After graduating, Betz worked as a journalist for 10 years. He worked for the Peninsula Times Tribune, which was owned by the Tribune Company in Chicago. Throughout his working years, he interviewed many important cultural and political figures, including Academy Award winner George Burns, former secretary of transportation Norm Mineta and actress Debbie Reynolds. 

One of his favorite interviews was with renowned trombone player Warren Covington, who gave him a pass to one of his concerts after his interview. In the middle of his performance, Covington asked for Betz to stand up from his seat. Covington had all the stage spotlights focus on Betz and announced to the packed-house of the Flint Center that Betz’s interview with him was the single best one he had in his entire life. 

Betz did not just write profiles. He covered multiple stories under a variety of different sections for the paper, working as a sports reporter, reporting on murder trials and writing extensively on local issues in the Bay Area.

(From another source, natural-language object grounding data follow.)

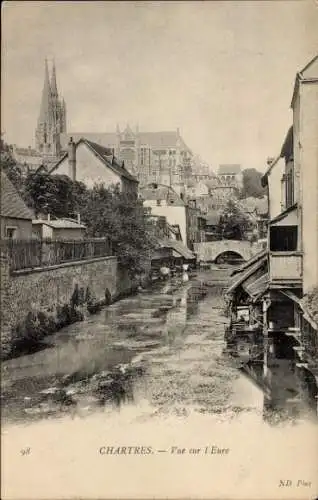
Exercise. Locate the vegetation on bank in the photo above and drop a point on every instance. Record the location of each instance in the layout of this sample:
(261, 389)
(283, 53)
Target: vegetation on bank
(107, 212)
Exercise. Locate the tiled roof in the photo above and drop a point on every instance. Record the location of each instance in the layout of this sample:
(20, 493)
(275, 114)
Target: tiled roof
(212, 218)
(107, 155)
(262, 206)
(161, 193)
(12, 205)
(246, 273)
(179, 247)
(59, 223)
(229, 169)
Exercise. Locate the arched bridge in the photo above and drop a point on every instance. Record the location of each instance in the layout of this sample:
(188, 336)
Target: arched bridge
(211, 251)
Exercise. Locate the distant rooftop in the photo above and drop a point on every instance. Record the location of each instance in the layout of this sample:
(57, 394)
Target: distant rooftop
(12, 205)
(229, 169)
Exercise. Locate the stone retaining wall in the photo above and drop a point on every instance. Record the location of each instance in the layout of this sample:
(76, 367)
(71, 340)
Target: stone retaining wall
(38, 301)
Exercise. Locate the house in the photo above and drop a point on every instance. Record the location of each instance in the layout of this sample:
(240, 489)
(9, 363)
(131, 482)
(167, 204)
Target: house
(230, 175)
(164, 201)
(212, 225)
(58, 229)
(91, 163)
(288, 282)
(16, 217)
(162, 157)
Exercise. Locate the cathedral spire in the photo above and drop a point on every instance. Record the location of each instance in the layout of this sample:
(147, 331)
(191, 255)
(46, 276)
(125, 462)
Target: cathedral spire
(53, 81)
(45, 108)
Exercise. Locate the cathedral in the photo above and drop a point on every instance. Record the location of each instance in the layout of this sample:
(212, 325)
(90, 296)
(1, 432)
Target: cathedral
(52, 119)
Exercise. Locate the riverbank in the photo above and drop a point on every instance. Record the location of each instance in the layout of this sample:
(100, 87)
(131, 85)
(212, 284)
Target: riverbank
(31, 335)
(184, 393)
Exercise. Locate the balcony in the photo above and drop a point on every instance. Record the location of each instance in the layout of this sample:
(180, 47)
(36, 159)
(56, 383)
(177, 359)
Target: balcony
(285, 268)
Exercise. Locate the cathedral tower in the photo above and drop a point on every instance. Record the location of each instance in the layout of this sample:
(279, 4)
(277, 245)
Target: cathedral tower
(52, 117)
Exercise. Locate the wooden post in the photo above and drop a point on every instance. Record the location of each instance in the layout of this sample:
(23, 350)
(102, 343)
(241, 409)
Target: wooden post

He remembers attending a meeting regarding the creation of Highway 85 that went until 1:30 a.m., just a few hours before the story had to be printed. 

“You have to be able to write really fast,” Betz said. “It’s a lot of pressure.” 

After his decade as a reporter, Betz decided that it was time for a career change. The extensive mental and physical exertion that came with the job, including late nights spent covering breaking news and tight deadlines, contributed to Betz’s decision to move into another field. 

“I was just tired of being a journalist,” Betz said. “A lot of people think it’s a very glamorous job, and it can be. I had access to so many people I wouldn’t have met if it weren’t for my job. But it was a lot of work.” 

While reporting, Betz had taught two classes part time at West Valley College: news writing and a class on how journalism affects history. Teaching seemed like an “obvious choice” for Betz, whose father and siblings also pursued careers in education. After a few semesters at West Valley, he switched to teaching high school students. 

Before coming to SHS, Betz taught 18 years of American History and five years of English 12 at Los Gatos. He moved to Saratoga High to teach after his leg was amputated as the result of a health condition and he began to use a wheelchair, which made Los Gatos High School’s hilly campus and multiple story buildings inaccessible, whereas Saratoga’s flat campus was much more accommodating. 

He said that despite this setback, he was determined to keep teaching and adapt. 

“The nice thing about going back to teach is you’re a living example of how to overcome adversity,” Betz said. “All of your students can look at you and see you overcame the adversity of losing your leg, that no matter what happens you can overcome it.” 

He also said so far, he has found the staff and students of Saratoga to be very supportive.

Betz said his experience in journalism has helped him teach history with more clarity, exploring connections and similarities between the past and the present. 

“As a journalist, you really need to be logical and rational if you’re going to project something into the future, and it’s the same with history,” Betz said. “History is not all about the past. If you study history, you see patterns that may recur in the future.”

Betz said he has used criminal cases and court proceedings he covered as a reporter as examples in class. He recalls covering a criminal case where ultimately “it came down to whether or not the [accused] had been given their Miranda rights,” and said he integrated his observations of the proceedings in his U.S. history classes when teaching about rights. 

From his many years of teaching, Betz has developed a simple philosophy. He said that he believes it’s the instructor’s duty to make the students care about their classes and future education. 

Betz added that he aims to support students not only educationally but also emotionally. 

“Some teachers say, ‘Hey, I teach a subject, you want to [talk about personal issues], go see a counselor,’ but I was never that way,” Betz said. “People want to talk to people they know, not strangers. It behooves any instructor to make the student fully successful for college.”